- Born: 1954 (age 70–71) Marangu, Kilimanjaro, Tanzania.
- Education: Stockholm University (1978–1982), Berlin University of the Arts (1988), Middlesex University (2007–2012)
- Known for: Painting; collage; mixed media; poetry; curation;
- Spouse(s): Unknown (divorced); Kristian Romare (died 2015)
- Awards: Freelands Award (2022);

= Everlyn Nicodemus =

Tanzanian artist, writer and curator (born 1954)

Everlyn Nicodemus is a Tanzanian-born artist, writer, and curator, based in Edinburgh, Scotland.

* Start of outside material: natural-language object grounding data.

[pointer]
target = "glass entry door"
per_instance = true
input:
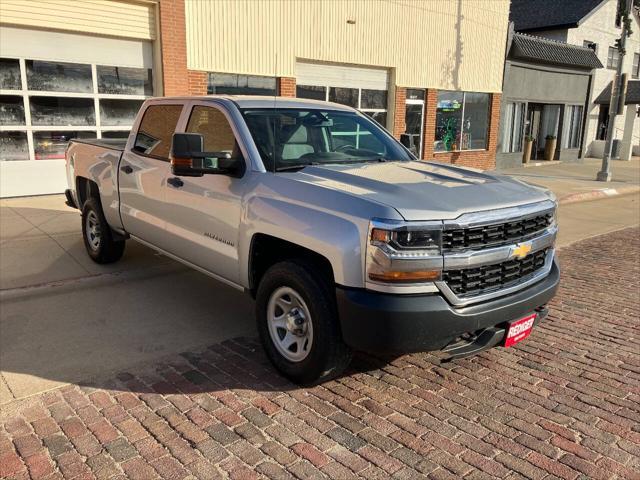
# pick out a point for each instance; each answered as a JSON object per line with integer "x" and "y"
{"x": 414, "y": 120}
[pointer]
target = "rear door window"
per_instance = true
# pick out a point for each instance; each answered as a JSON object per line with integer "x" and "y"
{"x": 156, "y": 131}
{"x": 215, "y": 129}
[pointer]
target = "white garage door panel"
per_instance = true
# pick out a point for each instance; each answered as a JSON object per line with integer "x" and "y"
{"x": 37, "y": 177}
{"x": 70, "y": 47}
{"x": 341, "y": 76}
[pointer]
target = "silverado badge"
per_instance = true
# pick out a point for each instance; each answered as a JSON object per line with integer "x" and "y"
{"x": 520, "y": 250}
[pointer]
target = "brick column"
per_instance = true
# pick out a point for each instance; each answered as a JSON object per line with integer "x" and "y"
{"x": 482, "y": 159}
{"x": 286, "y": 87}
{"x": 197, "y": 82}
{"x": 174, "y": 47}
{"x": 399, "y": 112}
{"x": 494, "y": 127}
{"x": 429, "y": 130}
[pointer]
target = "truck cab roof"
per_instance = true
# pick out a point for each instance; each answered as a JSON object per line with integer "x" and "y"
{"x": 260, "y": 101}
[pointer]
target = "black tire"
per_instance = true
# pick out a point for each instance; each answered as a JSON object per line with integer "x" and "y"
{"x": 105, "y": 249}
{"x": 328, "y": 355}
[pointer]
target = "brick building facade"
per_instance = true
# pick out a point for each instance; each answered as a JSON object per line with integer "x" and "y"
{"x": 196, "y": 82}
{"x": 85, "y": 71}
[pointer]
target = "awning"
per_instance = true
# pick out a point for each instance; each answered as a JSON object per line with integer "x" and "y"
{"x": 633, "y": 94}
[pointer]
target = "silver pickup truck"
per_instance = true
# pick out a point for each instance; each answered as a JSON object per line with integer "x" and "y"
{"x": 343, "y": 238}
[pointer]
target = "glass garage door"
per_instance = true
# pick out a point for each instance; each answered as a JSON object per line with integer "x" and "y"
{"x": 47, "y": 98}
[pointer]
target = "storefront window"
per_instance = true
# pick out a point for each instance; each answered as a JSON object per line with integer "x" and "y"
{"x": 448, "y": 121}
{"x": 59, "y": 76}
{"x": 11, "y": 110}
{"x": 232, "y": 84}
{"x": 52, "y": 145}
{"x": 371, "y": 102}
{"x": 115, "y": 112}
{"x": 461, "y": 121}
{"x": 311, "y": 91}
{"x": 513, "y": 127}
{"x": 10, "y": 74}
{"x": 13, "y": 146}
{"x": 80, "y": 111}
{"x": 62, "y": 111}
{"x": 572, "y": 126}
{"x": 124, "y": 80}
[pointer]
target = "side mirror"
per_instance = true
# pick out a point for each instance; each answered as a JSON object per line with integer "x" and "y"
{"x": 408, "y": 141}
{"x": 188, "y": 159}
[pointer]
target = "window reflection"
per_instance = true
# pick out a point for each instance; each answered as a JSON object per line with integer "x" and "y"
{"x": 52, "y": 145}
{"x": 233, "y": 84}
{"x": 62, "y": 111}
{"x": 118, "y": 112}
{"x": 345, "y": 96}
{"x": 10, "y": 74}
{"x": 13, "y": 146}
{"x": 58, "y": 76}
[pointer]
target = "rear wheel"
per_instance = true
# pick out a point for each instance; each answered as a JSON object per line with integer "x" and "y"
{"x": 98, "y": 238}
{"x": 298, "y": 323}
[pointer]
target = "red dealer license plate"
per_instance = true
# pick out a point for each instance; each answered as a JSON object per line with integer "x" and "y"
{"x": 519, "y": 330}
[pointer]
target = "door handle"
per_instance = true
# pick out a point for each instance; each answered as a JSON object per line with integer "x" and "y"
{"x": 175, "y": 182}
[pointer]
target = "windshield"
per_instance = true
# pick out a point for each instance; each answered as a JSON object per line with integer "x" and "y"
{"x": 288, "y": 139}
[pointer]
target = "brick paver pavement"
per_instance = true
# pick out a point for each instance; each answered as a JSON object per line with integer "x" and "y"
{"x": 563, "y": 404}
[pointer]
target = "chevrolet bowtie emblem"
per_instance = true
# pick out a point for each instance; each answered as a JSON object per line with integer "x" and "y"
{"x": 521, "y": 250}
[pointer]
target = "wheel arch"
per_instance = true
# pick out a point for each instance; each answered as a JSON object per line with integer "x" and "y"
{"x": 267, "y": 250}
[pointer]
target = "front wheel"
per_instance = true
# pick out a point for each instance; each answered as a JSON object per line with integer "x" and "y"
{"x": 98, "y": 238}
{"x": 298, "y": 323}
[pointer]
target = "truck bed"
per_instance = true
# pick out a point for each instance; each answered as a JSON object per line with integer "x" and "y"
{"x": 110, "y": 143}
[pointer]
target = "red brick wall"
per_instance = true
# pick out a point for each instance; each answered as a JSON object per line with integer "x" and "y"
{"x": 197, "y": 82}
{"x": 286, "y": 87}
{"x": 399, "y": 112}
{"x": 174, "y": 47}
{"x": 484, "y": 159}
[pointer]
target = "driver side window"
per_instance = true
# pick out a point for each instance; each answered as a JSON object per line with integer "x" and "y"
{"x": 346, "y": 132}
{"x": 215, "y": 129}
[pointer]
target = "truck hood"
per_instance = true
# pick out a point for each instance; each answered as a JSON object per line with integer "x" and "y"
{"x": 424, "y": 190}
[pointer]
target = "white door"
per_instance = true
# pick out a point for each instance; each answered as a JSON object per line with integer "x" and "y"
{"x": 55, "y": 86}
{"x": 364, "y": 88}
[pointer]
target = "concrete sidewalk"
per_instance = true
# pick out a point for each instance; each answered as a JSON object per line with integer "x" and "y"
{"x": 575, "y": 182}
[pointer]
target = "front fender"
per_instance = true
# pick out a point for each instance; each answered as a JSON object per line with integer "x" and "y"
{"x": 336, "y": 236}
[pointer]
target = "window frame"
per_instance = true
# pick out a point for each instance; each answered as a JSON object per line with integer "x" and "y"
{"x": 612, "y": 58}
{"x": 188, "y": 111}
{"x": 96, "y": 97}
{"x": 464, "y": 104}
{"x": 237, "y": 77}
{"x": 327, "y": 88}
{"x": 511, "y": 130}
{"x": 566, "y": 129}
{"x": 138, "y": 125}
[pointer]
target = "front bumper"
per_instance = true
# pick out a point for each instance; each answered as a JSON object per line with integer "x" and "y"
{"x": 386, "y": 323}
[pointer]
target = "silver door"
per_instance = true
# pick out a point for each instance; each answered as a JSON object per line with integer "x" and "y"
{"x": 143, "y": 172}
{"x": 203, "y": 213}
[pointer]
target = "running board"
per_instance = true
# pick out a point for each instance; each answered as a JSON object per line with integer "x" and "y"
{"x": 486, "y": 339}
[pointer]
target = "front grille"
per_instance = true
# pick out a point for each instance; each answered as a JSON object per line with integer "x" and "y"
{"x": 494, "y": 235}
{"x": 475, "y": 281}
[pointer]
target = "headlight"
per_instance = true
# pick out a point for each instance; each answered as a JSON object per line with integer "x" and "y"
{"x": 404, "y": 254}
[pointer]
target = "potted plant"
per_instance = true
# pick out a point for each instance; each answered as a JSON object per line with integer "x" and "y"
{"x": 526, "y": 151}
{"x": 550, "y": 147}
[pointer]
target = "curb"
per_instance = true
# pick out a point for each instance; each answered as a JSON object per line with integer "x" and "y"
{"x": 598, "y": 194}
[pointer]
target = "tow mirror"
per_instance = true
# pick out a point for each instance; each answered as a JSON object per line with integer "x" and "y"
{"x": 189, "y": 160}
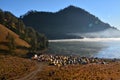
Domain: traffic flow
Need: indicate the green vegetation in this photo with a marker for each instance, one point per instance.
(36, 40)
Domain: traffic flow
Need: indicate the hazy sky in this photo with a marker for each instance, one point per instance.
(106, 10)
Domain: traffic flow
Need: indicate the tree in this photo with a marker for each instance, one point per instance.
(11, 43)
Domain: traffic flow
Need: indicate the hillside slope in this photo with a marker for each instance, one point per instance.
(67, 22)
(4, 42)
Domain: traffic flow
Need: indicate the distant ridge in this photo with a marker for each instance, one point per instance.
(68, 23)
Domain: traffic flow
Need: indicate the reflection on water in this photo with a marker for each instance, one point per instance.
(112, 51)
(103, 49)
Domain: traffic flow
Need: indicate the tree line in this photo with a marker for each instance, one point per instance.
(37, 40)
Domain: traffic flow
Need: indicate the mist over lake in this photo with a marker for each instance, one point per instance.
(89, 47)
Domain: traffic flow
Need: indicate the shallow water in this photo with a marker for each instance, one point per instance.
(103, 48)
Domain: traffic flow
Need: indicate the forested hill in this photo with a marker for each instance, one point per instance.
(16, 38)
(70, 22)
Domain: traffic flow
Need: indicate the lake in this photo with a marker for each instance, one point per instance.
(89, 47)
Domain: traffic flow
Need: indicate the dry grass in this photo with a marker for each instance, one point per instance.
(109, 71)
(14, 67)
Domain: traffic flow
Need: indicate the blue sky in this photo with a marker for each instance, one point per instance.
(106, 10)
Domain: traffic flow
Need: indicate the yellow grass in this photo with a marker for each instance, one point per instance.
(14, 67)
(109, 71)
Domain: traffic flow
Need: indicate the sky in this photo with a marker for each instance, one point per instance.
(106, 10)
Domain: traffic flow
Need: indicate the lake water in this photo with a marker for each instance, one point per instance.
(94, 47)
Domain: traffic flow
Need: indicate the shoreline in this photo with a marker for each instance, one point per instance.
(61, 60)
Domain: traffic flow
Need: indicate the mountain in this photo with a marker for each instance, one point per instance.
(4, 42)
(17, 39)
(70, 22)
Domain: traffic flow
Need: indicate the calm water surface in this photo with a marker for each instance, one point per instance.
(102, 48)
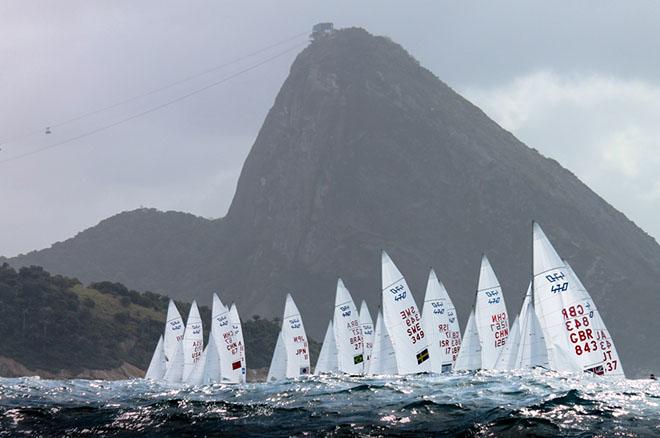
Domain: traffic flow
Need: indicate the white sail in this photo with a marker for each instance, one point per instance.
(174, 329)
(277, 369)
(469, 356)
(611, 362)
(228, 348)
(367, 325)
(491, 317)
(435, 322)
(509, 354)
(212, 370)
(193, 341)
(403, 321)
(532, 349)
(348, 333)
(383, 359)
(157, 367)
(174, 373)
(235, 321)
(454, 333)
(196, 377)
(327, 361)
(294, 342)
(565, 318)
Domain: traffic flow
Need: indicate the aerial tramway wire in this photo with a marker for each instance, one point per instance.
(81, 116)
(152, 109)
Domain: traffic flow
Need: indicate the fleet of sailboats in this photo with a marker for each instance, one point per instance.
(558, 328)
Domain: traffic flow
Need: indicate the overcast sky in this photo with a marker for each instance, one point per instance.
(579, 81)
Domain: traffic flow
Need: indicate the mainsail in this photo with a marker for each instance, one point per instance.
(235, 321)
(174, 373)
(469, 356)
(291, 356)
(196, 377)
(327, 361)
(612, 363)
(228, 349)
(174, 329)
(566, 318)
(532, 350)
(212, 370)
(367, 325)
(193, 341)
(490, 315)
(277, 369)
(403, 321)
(509, 354)
(435, 322)
(348, 333)
(383, 359)
(156, 370)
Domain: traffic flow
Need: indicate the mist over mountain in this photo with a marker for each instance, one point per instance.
(365, 150)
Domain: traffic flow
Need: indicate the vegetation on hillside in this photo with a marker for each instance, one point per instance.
(54, 323)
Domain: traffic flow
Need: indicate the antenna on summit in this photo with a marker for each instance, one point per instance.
(321, 30)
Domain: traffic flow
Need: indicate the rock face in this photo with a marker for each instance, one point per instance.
(364, 150)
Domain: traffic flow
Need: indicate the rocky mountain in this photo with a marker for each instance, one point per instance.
(364, 149)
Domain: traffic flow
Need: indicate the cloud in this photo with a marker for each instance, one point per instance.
(603, 128)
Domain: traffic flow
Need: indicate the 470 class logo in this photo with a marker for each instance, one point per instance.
(399, 292)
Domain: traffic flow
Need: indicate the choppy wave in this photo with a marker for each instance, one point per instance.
(482, 404)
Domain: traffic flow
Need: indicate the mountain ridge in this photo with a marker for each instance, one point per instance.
(364, 150)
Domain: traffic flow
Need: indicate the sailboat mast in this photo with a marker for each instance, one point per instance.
(532, 270)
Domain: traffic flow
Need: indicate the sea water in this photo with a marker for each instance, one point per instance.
(481, 404)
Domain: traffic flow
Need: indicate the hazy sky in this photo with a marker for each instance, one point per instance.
(579, 81)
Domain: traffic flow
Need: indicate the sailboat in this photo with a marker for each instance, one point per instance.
(228, 349)
(383, 359)
(491, 317)
(531, 351)
(367, 325)
(196, 377)
(174, 373)
(291, 356)
(403, 321)
(193, 342)
(566, 314)
(509, 354)
(235, 322)
(348, 333)
(212, 372)
(173, 336)
(612, 364)
(327, 361)
(444, 337)
(156, 370)
(469, 356)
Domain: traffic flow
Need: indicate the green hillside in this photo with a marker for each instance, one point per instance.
(56, 324)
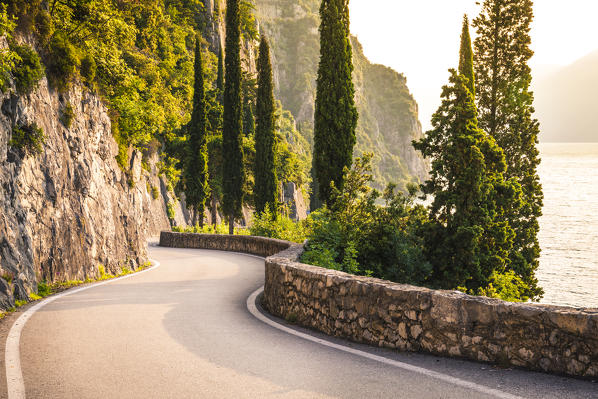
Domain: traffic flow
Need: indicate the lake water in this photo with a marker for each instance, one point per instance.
(569, 228)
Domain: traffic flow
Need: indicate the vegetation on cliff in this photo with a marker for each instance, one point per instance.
(266, 184)
(335, 116)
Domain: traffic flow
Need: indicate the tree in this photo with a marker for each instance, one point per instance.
(196, 176)
(265, 136)
(232, 149)
(466, 57)
(335, 114)
(505, 102)
(470, 240)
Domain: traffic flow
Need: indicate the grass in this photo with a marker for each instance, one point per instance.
(44, 289)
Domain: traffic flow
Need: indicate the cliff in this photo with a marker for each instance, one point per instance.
(388, 114)
(69, 209)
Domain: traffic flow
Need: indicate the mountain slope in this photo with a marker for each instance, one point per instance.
(567, 100)
(388, 114)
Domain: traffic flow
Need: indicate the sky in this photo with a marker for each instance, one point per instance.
(420, 38)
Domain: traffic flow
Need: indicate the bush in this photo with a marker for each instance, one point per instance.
(359, 236)
(88, 68)
(28, 69)
(280, 227)
(62, 62)
(28, 139)
(68, 115)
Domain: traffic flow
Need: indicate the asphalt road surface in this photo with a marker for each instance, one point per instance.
(183, 330)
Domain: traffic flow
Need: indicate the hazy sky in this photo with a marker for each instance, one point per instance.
(420, 38)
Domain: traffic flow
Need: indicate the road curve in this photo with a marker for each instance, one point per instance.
(184, 331)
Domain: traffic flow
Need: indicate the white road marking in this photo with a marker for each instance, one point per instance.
(14, 376)
(251, 306)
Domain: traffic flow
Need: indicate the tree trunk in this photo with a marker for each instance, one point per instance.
(214, 210)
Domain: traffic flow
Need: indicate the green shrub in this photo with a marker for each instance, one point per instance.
(29, 139)
(43, 25)
(28, 70)
(88, 68)
(62, 62)
(68, 115)
(506, 286)
(359, 236)
(282, 227)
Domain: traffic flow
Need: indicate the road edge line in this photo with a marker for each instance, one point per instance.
(252, 307)
(15, 384)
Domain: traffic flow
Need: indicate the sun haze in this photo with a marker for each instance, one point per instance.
(421, 38)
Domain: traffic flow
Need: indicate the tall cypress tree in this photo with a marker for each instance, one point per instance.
(505, 102)
(335, 113)
(470, 238)
(196, 179)
(466, 57)
(233, 177)
(266, 183)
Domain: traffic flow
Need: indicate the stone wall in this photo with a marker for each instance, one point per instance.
(259, 246)
(547, 338)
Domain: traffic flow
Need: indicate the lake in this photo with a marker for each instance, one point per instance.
(569, 227)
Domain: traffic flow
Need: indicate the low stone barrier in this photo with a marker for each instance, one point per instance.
(259, 246)
(548, 338)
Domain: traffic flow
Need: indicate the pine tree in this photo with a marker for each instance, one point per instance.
(266, 183)
(335, 113)
(196, 179)
(233, 172)
(470, 238)
(505, 102)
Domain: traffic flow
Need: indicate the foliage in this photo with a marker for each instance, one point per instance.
(28, 139)
(266, 182)
(335, 115)
(68, 115)
(469, 238)
(358, 236)
(27, 69)
(88, 68)
(8, 57)
(232, 144)
(506, 112)
(62, 63)
(196, 167)
(269, 224)
(506, 286)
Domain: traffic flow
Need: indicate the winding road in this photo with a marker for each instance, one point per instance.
(186, 330)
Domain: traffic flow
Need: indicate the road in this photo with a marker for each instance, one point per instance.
(183, 330)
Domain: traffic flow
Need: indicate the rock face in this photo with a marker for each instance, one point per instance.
(70, 209)
(554, 339)
(388, 114)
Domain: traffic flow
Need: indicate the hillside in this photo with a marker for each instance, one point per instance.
(566, 102)
(388, 114)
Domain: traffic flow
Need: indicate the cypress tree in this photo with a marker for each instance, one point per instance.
(335, 113)
(466, 57)
(196, 181)
(470, 238)
(220, 75)
(233, 178)
(266, 183)
(505, 102)
(248, 119)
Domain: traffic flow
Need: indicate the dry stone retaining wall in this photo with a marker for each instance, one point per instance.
(554, 339)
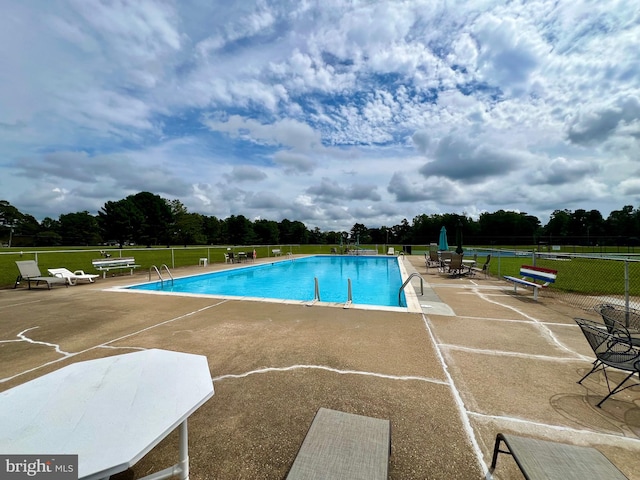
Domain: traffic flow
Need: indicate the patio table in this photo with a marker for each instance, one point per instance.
(110, 411)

== Early life and career ==
Nicodemus initially enrolled in teacher training school, but eloped to marry a Swedish economist working in Tanzania. The pair moved to Sweden in 1973, where, influenced by her experiences of everyday racism, she enrolled in Stockholm University in 1978 to study social anthropology.

While back in Tanzania doing fieldwork, Nicodemus started making art in response to her discomfort with anthropology. This quickly led to a solo exhibition of paintings and poems at the National Museum of Tanzania in Dar es Salaam in 1980.

After divorcing her first husband, Nicodemus married Kristian Romare, a Swedish art historian, with whom she moved to Edinburgh in 2008.

Her work includes paintings, collages, mixed-media assemblages, and poetry, and has been informed by racism, trauma, PTSD, and recovery. She completed her PhD on African Modern Art and Black Cultural Trauma at Middlesex University in 2012.

Nicodemus won the Freelands Foundation Award in 2022, which supported the first retrospective of her work, at the National Galleries of Scotland, from September 2024 to May 2025. Her painting Självporträtt, Åkersberga was acquired by the National Portrait Gallery, London in 2022, and became the first painted self-portrait by a black female artist in the gallery's collection.